Iterator over all partitions into k groups?

This works, although it is probably super inneficient (I sort them all to avoid double-counting):

def clusters(l, K):
    if l:
        prev = None
        for t in clusters(l[1:], K):
            tup = sorted(t)
            if tup != prev:
                prev = tup
                for i in xrange(K):
                    yield tup[:i] + [[l[0]] + tup[i],] + tup[i+1:]
    else:
        yield [[] for _ in xrange(K)]

It also returns empty clusters, so you would probably want to wrap this in order to get only the non-empty ones:

def neclusters(l, K):
    for c in clusters(l, K):
        if all(x for x in c): yield c

Counting just to check:

def kamongn(n, k):
    res = 1
    for x in xrange(n-k, n):
        res *= x + 1
    for x in xrange(k):
        res /= x + 1
    return res

def Stirling(n, k):
    res = 0
    for j in xrange(k + 1):
        res += (-1)**(k-j) * kamongn(k, j) * j ** n
    for x in xrange(k):
        res /= x + 1
    return res

>>> sum(1 for _ in neclusters([2,3,5,7,11,13], K=3)) == Stirling(len([2,3,5,7,11,13]), k=3)
True

It works !

The output:

>>> clust = neclusters([2,3,5,7,11,13], K=3)
>>> [clust.next() for _ in xrange(5)]
[[[2, 3, 5, 7], [11], [13]], [[3, 5, 7], [2, 11], [13]], [[3, 5, 7], [11], [2, 13]], [[2, 3, 11], [5, 7], [13]], [[3, 11], [2, 5, 7], [13]]]
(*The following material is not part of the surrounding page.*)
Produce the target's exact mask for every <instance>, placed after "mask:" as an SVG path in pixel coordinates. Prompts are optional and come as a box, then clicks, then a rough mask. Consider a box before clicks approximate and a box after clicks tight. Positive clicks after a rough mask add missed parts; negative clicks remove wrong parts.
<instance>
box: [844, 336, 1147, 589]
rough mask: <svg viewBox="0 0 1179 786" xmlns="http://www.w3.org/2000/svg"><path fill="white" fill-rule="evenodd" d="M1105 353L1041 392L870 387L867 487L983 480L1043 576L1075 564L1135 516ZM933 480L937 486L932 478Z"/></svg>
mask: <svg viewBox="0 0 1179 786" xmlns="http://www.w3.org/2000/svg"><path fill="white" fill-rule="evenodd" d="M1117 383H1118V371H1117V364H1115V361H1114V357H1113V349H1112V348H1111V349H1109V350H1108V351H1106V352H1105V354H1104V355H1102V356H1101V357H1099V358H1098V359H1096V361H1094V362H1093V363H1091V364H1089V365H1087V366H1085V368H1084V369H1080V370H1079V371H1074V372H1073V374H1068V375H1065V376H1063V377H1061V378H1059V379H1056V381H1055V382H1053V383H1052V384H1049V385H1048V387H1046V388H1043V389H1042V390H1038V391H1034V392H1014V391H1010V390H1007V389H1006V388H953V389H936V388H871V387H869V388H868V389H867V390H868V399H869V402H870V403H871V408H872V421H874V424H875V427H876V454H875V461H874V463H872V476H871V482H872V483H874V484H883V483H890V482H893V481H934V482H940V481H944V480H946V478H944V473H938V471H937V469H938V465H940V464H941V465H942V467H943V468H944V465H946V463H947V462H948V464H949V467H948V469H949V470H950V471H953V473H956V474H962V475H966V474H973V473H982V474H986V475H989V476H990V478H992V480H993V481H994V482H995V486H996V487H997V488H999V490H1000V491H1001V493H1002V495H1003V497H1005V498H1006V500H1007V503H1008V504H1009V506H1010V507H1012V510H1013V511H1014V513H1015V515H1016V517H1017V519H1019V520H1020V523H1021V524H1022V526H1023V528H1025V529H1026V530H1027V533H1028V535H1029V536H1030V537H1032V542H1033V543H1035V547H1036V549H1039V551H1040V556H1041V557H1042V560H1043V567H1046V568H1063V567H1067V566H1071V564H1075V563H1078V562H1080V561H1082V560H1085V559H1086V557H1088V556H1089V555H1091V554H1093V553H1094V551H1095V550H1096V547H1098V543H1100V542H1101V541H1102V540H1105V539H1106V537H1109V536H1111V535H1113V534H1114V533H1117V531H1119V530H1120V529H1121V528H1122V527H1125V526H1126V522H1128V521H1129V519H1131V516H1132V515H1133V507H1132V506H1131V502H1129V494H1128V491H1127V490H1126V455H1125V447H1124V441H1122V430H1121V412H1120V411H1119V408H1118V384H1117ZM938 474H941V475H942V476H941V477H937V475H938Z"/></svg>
A simple alternative view of this problem is the assignment of one of the three cluster labels to each element.

import itertools
def neclusters(l, k):
    for labels in itertools.product(range(k), repeat=len(l)):
        partition = [[] for i in range(k)]
        for i, label in enumerate(labels):
            partition[label].append(l[i])
        yield partition

as with @val's answer, this can be wrapped to remove partitions with empty clusters.